Sam furrowed his eyebrows at the car ahead. "Is that bad?"
"No! It's good, real good." Dean pulled up one spot as the line started to move. "She totally likes you. She's just sneaky at it."
"I wondered how she tripped me," Sam said. "She was, like, one step behind me." He paused, drummed his fingers on the door. Dean waited, checking out the walkers who passed too close to the car on their way out. "You really think so?"
"It's either that or she's a ninja. Sense anything ninja-y about her?"
"She was in knee socks, Dean. What do you think I sensed?"
"I don't think you should leer at me like that if you're supposed to be my father."
"Unless I'm your stepfather?"
"Yuck, Gabriel," she said, shuddering. Why was she letting him drag her around the country, gathering information on two boys for him, and confounding her morals for him? Because she wanted to find out what kind of magical creature he was that let him stay as young as he was when she met him in third year, know Professor Dumbledore, and have Professor McGonagall afraid for her safety with him. Also, there were free milkshakes and non-life endangering adventure.
Right. No reason at all.
"You know, I think I made new friends today," Hermione said. "Everyone was quite nice. I thought high school—well, all schools—had a caste system."
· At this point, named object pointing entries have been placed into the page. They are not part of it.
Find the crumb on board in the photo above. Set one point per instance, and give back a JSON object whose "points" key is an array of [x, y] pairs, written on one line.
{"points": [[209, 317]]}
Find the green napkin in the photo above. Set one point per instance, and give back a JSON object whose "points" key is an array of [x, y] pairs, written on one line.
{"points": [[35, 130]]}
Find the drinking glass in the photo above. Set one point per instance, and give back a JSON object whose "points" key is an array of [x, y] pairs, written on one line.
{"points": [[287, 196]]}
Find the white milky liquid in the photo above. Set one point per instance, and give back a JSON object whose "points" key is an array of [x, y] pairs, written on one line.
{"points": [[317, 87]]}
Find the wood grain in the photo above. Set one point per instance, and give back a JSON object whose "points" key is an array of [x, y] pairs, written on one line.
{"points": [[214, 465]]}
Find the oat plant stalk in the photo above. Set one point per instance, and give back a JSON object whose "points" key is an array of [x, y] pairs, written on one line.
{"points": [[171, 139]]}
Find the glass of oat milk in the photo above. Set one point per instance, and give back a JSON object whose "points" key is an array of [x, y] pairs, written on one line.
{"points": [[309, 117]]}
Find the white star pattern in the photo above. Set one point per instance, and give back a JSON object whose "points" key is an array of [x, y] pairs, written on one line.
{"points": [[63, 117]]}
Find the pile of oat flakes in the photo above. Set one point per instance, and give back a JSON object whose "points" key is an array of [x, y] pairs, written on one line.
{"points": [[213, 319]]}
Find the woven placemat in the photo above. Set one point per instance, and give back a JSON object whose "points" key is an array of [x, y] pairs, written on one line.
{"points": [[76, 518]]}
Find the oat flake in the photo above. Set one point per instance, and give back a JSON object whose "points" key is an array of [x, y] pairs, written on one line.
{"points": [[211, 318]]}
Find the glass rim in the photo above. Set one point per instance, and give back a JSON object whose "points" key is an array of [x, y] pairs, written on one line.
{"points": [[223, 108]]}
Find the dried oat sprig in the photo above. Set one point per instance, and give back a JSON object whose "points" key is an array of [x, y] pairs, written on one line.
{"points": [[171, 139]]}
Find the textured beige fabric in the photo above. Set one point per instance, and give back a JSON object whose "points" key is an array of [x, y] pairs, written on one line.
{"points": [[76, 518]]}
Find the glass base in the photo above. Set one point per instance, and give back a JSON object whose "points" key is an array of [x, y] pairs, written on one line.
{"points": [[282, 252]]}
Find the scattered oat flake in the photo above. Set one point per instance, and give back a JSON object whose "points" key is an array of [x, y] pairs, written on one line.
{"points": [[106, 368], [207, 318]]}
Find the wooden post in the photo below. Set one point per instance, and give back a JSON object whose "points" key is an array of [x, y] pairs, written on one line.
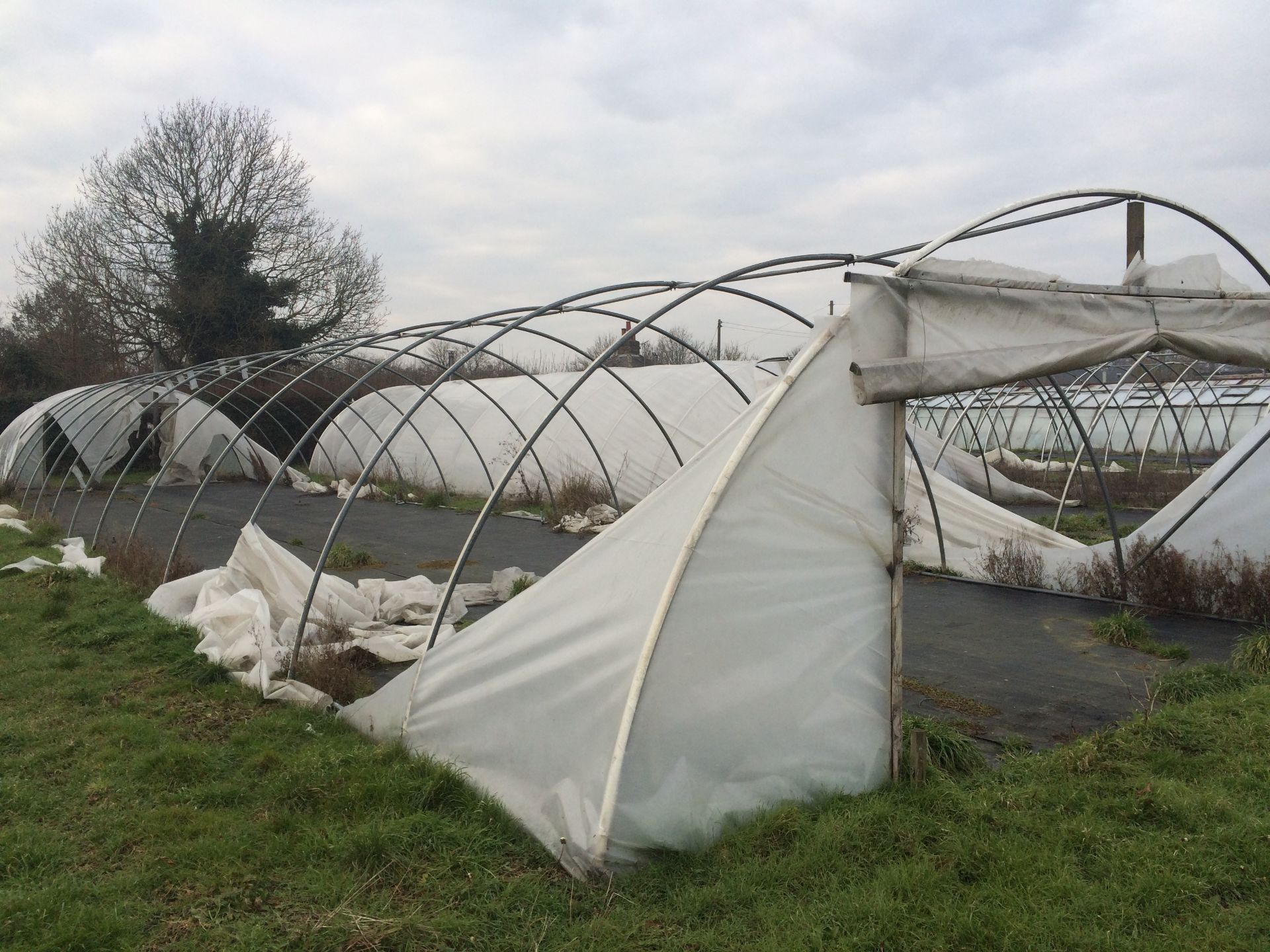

"You thought they were gonna slot you in with all the nerds, throw pigs blood on you and cackle?"
"Yes," Hermione said. "Though I would have had quite a lot to say about the pigs blood."
"It's probably cause you're so nice," Gabriel said, his lips twitching as he glanced at her knees.
"What is it? Why are you laughing?"
"I'm just wondering which lucky boy I'm going to get to scare away from asking you to prom."
"Oh, shut it. As soon as you get… whatever it is you want to know about those boys, we're leaving." She frowned when he didn't say anything. "Aren't we?"
"Well…" he drawled.
This was becoming vastly un-adventurous. "What is it?"
"It's not like I know what I'm looking for," Gabriel said. "Or that I'm looking for anything, really."
"So… wait. You sent me here, made me transform myself into a student—"
"Not that that took much effort—"
"—so you could what? Get to know them? What is so interesting about them?"
"Maybe I just like seeing you in knee socks again," Gabriel said. He gave her his big eyes, the I am just so silly and mischievous I don't mean anything by it, really, Hermione eyes.
"Do you know how many job offers I received? Twenty-four. I could be in Transylvania right now, an apprentice to the Potions Master making leaps and bounds toward the cure for lycanthropy. Instead I am here. With you. A almost twenty year old senior. It would be nice to have a reason for it other than the vanilla milkshakes."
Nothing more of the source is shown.